In Modern Portfolio Theory, there is the idea of the Minimum Variance Portfolio. Traditionally, mean-variance optimization (to find the the optimal asset allocation) in MPT is done with expected returns and expected covariance as inputs into the model, where the optimizer minimizes the variance of the portfolio given a target level of expected return. However, expected returns are notoriously difficult to forecast and often cause optimized portfolios to perform poorly out of sample. As a result, researchers often ignore expected returns altogether (Jagannathan and Ma, 2003; Chan, Karceski, and Lakonishok, 1999) and only focus on minimizing the overall variance of the portfolio--hence we have the Minimum Variance Portfolio

Our version of the also MVP selects assets that are more likely to perform well in the future, specifically by selecting assets with price momentum. The momentum anomaly is the phenomenon that assets that have performed well in the recent past tend to continue to perform well in the near future. The momentum anomaly has been shown to be a significant effect and to have persisted across time, asset classes, and even countries (Asness, Moskowitz, and Pedersen, 2009)

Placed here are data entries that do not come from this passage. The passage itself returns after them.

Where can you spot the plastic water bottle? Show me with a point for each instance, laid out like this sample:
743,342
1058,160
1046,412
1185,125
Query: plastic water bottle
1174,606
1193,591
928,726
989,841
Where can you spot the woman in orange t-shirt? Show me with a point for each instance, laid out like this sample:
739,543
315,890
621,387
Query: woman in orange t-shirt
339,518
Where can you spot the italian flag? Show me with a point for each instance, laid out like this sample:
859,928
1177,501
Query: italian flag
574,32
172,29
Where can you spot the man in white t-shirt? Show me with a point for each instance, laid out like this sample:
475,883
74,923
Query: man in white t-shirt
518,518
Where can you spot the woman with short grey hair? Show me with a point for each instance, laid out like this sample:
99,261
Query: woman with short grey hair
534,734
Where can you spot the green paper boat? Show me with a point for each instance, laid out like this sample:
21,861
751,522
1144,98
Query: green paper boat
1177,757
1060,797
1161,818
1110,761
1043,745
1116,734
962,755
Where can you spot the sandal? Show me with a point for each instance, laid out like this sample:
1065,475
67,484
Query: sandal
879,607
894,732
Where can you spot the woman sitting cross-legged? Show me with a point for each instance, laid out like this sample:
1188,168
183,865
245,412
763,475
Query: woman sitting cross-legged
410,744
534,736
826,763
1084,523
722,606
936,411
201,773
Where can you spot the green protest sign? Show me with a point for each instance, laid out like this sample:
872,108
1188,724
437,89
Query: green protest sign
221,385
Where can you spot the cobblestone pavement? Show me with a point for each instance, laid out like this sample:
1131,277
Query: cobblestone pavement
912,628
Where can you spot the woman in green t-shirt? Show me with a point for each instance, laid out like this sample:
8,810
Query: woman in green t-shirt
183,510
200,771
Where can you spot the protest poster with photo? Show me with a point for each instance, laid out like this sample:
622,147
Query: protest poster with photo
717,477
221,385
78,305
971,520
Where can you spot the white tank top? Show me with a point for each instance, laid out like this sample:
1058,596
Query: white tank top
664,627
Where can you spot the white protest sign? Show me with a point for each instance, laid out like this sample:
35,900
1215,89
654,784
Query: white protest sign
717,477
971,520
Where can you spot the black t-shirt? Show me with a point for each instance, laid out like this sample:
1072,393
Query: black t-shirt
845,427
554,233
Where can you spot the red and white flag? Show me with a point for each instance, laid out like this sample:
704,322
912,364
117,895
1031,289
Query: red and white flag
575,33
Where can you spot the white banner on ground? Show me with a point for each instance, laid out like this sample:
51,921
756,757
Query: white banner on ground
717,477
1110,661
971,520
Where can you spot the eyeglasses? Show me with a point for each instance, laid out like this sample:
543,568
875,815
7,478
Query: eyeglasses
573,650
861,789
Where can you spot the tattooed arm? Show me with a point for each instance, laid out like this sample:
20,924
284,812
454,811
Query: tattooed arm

The implementation of the Minimum Variance Portfolio using momentum as an input into the model, in addition to monthly portfolio rebalancing, makes it adaptive and reactive to changes in the market environment, resulting in improved risk-adjusted returns.

  • Asness, Clifford S., Moskowitz, Tobias J. and Pedersen, Lasse Heje, Value and Momentum Everywhere (March 6, 2009). AFA 2010 Atlanta Meetings Paper.
  • Chan, Louis K.C., Karceski, Jason J. and Lakonishok, Josef, On Portfolio Optimization: Forecasting Covariances and Choosing the Risk Model (March 1999). NBER Working Paper No. w7039.
  • Markowitz, Harry. "Portfolio Selection." The Journal of Finance 7.1 (1952): 77-91.
  • Ravi Jagannathan & Tongshu Ma, 2003. "Risk Reduction in Large Portfolios: Why Imposing the Wrong Constraints Helps," Journal of Finance, American Finance Association, vol. 58(4), pages 1651-1684, 08.
If there are ten ETFs, then why does the adaptive MVP only trade around three ETFs every month?

Remember that the adaptive MVP uses momentum as an input into the model. So every month, some ETFs are filtered out because of poor recent performance.

Next, this reduced list of ETFs is plugged into an optimizer that finds the allocation that minimizes the portfolio's overall variance. This results in some ETFs having a 0% allocation (in addition to those that were filtered out because of poor recent performance).